- Flag Coat of arms
- Location of Gmina Przykona
- Coordinates (Przykona): 51°59′N 18°37′E﻿ / ﻿51.983°N 18.617°E
- Country: Poland
- Voivodeship: Greater Poland
- County: Turek
- Seat: Przykona

Area
- • Total: 110.93 km^{2} (42.83 sq mi)

Population (2006)
- • Total: 4,173
- • Density: 38/km^{2} (97/sq mi)
- Website: http://www.przykona.pl/

= Gmina Przykona =

Gmina Przykona is a rural gmina (administrative district) in Turek County, Greater Poland Voivodeship, in west-central Poland. Its seat is the village of Przykona, which lies approximately 9 km south-east of Turek and 125 km east of the regional capital Poznań.

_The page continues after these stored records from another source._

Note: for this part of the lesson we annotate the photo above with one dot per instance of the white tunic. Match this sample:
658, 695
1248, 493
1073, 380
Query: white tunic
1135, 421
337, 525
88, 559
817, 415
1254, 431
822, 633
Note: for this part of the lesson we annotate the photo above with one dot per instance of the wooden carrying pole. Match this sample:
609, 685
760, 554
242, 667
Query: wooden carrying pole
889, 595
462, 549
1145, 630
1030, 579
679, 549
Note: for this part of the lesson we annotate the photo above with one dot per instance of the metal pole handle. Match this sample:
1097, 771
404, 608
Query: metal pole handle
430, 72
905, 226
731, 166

The gmina covers an area of 110.93 km2, and as of 2006 its total population is 4,173.

==Villages==
Gmina Przykona contains the villages and settlements of Aleksandrów, Bądków Drugi, Bądków Pierwszy, Boleszczyn, Dąbrowa, Ewinów, Gąsin, Jakubka, Jeziorko, Józefina, Kaczki Plastowe, Laski, Młyniska, Olszówka, Paulinów, Posoka, Przykona, Psary, Radyczyny, Radyczyny-Kolonia, Rogów, Sarbice, Słomów Kościelny, Smulsko, Trzymsze, Wichertów, Żeroniczki and Zimotki.

==Neighbouring gminas==
Gmina Przykona is bordered by the gminas of Brudzew, Dobra, Kawęczyn, Turek and Uniejów.